Tokyo-listed stocks were buoyed by a softer yen and sentiment from Wall Street, where the benchmark S&P 500 equity index rose 0.8 per cent to a record close of 2,453 as the US tech sector rallied.
The Topix climbed 1 per cent, with telecoms, financials and the information technology sector all up more than 1 per cent.
Shares in Australia’s “Big Four” banks were lower a day after Moody’s cut its credit rating on the quartet and a handful of other domestic lenders, citing “elevated risks” in the household sector, ANZ was down 0.6 per cent, Commonwealth Bank fell 0.4 per cent, National Australia Bank dropped 0.6 per cent and Westpac lost 0.6 per cent. The benchmark S&P/ASX 200 down 0.4 per cent.
In Hong Kong the Hang Seng was flat as gains for tech and consumer discretionary stocks were offset by losses for the telecoms and consumer staples segments.
Chinese equities were mixed ahead of MSCI’s decision on whether to include mainland stocks in its benchmark indices, with the Shanghai Composite off 0.1 per cent and the Shenzhen Composite up 0.3 per cent.
Foreign exchange markets were stable after an overnight rally for the US dollar. The Japanese yen was 0.1 per cent weaker against the greenback at ¥111.66, near its softest level in more than three weeks.
The Australian dollar was off 0.1 per cent at $0.7589, while the South Korean won was down 0.4 per cent at Won1,137.98 per dollar.
The dollar index, which tracks the US currency against a basket of peers, was unchanged at 97.513.
Government bonds in the region were little moved. The 10-year Japanese government bond yield, which moves inversely to price, was flat at 0.048 per cent.
The yield on 10-year Australian sovereign bond was up 1 basis point at 2.414 per cent while the equivalent South Korea yield rose 1bp to 2.161 per cent.

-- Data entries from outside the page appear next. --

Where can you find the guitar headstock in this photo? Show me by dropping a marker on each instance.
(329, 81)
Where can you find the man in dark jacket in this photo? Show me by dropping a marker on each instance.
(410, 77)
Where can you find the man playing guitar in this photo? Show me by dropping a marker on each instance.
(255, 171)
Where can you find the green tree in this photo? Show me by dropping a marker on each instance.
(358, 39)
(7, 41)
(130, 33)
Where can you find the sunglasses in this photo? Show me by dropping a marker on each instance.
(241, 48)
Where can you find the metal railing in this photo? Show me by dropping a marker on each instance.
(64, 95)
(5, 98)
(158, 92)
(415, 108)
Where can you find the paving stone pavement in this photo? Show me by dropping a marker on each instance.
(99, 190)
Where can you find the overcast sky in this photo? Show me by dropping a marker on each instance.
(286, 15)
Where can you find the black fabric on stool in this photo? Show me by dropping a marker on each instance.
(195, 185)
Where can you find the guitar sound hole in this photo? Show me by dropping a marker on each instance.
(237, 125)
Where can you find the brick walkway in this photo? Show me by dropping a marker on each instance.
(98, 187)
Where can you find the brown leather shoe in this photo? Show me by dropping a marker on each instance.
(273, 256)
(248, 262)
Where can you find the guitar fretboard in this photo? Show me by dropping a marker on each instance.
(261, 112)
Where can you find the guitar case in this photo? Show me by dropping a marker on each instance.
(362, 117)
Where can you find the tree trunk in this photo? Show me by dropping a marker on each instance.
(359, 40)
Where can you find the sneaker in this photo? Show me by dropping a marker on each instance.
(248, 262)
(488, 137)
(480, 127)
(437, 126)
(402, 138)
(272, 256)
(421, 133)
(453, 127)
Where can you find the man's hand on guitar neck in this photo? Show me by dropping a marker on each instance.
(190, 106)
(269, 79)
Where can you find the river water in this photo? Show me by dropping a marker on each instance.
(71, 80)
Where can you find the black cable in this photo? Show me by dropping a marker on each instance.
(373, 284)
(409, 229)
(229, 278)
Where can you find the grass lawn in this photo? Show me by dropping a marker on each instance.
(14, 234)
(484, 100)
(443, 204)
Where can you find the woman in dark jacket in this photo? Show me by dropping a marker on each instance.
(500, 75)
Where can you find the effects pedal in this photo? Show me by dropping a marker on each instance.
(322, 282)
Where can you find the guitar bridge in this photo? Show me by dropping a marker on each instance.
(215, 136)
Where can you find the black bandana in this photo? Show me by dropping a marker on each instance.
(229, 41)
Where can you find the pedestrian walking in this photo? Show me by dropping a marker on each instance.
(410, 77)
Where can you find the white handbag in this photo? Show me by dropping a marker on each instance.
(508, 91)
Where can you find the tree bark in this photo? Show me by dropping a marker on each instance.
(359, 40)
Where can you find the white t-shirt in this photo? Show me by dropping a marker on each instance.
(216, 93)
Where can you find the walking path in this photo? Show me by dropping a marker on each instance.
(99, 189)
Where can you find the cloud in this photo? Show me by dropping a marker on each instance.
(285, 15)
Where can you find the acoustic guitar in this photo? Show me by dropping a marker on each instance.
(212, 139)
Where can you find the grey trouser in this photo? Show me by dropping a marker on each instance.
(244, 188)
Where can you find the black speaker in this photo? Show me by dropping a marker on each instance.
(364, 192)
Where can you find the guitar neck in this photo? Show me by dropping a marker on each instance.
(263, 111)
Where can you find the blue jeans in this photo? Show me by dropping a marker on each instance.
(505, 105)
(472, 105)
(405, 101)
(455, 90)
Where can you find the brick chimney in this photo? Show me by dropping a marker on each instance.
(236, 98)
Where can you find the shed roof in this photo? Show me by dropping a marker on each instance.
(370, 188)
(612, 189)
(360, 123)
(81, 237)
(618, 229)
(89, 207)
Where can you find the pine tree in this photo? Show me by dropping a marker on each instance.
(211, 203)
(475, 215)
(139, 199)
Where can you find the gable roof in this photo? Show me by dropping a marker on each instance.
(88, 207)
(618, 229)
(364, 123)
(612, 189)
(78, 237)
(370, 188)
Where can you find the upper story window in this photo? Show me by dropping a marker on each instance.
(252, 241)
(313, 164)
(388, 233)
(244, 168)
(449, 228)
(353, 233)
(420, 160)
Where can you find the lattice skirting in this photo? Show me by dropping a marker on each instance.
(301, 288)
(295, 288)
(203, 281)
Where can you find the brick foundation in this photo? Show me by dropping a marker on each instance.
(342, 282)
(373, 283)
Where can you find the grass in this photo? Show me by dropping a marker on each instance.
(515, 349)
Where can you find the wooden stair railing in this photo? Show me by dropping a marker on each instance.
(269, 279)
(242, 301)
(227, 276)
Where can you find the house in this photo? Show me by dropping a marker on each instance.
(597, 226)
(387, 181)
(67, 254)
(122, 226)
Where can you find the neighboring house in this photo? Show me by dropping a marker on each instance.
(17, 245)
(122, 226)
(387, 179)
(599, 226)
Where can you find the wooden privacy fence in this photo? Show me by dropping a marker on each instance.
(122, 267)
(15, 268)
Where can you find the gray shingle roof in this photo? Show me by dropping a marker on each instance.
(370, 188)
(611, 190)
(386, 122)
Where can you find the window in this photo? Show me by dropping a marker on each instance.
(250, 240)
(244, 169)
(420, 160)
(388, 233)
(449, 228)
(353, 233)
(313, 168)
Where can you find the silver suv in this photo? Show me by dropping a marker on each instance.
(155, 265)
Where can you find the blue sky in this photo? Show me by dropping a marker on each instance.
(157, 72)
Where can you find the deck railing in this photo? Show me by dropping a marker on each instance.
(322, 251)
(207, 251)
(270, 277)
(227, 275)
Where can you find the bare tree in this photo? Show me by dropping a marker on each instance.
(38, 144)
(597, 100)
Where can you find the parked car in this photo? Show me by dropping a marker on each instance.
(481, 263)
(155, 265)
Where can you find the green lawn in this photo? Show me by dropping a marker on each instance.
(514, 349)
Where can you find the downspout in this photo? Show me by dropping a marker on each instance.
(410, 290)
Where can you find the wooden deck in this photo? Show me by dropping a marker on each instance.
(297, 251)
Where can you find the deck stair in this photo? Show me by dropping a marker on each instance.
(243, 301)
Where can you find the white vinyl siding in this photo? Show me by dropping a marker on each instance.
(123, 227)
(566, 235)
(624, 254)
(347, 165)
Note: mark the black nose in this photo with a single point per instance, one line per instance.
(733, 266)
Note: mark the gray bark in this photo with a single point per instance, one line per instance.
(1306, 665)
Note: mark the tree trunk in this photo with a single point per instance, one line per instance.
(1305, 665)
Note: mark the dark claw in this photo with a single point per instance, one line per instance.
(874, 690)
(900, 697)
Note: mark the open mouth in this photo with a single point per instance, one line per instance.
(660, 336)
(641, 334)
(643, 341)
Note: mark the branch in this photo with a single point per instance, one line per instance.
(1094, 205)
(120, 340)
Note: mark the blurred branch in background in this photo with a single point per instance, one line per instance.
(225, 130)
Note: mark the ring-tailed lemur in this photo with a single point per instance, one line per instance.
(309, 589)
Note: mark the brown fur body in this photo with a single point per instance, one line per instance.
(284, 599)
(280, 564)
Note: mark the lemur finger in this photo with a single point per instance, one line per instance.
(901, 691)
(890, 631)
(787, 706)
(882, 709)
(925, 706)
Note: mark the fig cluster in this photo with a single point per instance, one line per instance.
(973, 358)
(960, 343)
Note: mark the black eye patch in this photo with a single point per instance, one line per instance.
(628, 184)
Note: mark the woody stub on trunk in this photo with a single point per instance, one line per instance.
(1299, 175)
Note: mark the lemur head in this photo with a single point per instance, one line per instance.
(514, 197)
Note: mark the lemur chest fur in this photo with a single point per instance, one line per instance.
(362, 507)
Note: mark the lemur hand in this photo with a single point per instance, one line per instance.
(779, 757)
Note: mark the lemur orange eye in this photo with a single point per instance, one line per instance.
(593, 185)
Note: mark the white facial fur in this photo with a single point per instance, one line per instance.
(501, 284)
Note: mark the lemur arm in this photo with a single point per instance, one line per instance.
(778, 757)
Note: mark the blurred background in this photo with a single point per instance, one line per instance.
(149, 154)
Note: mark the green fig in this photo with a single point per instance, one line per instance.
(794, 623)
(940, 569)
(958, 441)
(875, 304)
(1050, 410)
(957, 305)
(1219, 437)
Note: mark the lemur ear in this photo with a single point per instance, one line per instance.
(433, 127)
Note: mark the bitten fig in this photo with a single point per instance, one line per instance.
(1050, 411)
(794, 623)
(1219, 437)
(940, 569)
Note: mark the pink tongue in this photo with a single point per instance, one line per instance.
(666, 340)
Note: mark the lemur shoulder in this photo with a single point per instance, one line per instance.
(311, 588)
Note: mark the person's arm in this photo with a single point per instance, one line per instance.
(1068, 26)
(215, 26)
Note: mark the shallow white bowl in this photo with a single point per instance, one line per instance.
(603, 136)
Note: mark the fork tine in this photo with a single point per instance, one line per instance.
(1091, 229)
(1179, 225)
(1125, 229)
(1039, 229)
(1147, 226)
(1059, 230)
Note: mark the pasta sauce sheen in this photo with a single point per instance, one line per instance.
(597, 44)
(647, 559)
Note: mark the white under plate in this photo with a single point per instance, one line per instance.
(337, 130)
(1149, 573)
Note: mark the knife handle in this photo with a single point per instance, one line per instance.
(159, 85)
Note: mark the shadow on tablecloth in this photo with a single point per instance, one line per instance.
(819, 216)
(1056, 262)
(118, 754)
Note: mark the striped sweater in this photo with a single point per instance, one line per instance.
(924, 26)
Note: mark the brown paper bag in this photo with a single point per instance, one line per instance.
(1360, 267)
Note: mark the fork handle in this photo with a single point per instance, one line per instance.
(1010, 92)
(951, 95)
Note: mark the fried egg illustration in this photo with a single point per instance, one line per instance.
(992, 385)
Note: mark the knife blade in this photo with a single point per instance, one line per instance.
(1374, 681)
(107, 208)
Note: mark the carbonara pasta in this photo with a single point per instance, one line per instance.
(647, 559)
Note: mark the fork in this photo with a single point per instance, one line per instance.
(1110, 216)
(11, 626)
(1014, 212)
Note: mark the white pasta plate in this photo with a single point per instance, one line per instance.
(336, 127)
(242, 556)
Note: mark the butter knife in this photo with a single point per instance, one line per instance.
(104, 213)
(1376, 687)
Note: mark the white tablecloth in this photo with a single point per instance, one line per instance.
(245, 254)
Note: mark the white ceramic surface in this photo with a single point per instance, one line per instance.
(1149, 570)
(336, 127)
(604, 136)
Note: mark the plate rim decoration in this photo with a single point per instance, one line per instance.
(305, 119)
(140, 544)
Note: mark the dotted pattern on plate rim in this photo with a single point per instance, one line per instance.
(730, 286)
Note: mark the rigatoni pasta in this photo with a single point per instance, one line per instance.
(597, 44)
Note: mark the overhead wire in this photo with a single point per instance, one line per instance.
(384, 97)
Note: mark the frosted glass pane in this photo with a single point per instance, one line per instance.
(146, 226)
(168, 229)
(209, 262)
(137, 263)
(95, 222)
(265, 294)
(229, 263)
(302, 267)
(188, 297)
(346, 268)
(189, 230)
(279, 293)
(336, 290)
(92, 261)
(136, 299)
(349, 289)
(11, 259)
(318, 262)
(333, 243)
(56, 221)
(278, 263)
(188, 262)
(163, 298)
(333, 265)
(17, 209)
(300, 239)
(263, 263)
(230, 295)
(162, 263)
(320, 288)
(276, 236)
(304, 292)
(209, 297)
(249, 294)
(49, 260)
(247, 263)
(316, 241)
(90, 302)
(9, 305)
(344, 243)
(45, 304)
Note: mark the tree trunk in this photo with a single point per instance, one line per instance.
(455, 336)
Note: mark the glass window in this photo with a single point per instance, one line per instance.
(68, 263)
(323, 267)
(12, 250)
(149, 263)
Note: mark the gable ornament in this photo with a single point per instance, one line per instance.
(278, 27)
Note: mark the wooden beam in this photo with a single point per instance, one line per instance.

The 10-year US Treasuries yield edge down 1bp to 2.181 per cent.
Oil prices were steady in Asia after slumping on Monday.
Brent crude, the international benchmark, was up 0.2 per cent at $47.02 a barrel after closing the previous session down 1 per cent.
West Texas Intermediate, the US marker, was up 0.1 per cent at $44.25 after shedding 1.2 per cent on Monday.
Gold was up 0.1 per cent at $1,245.36 per ounce.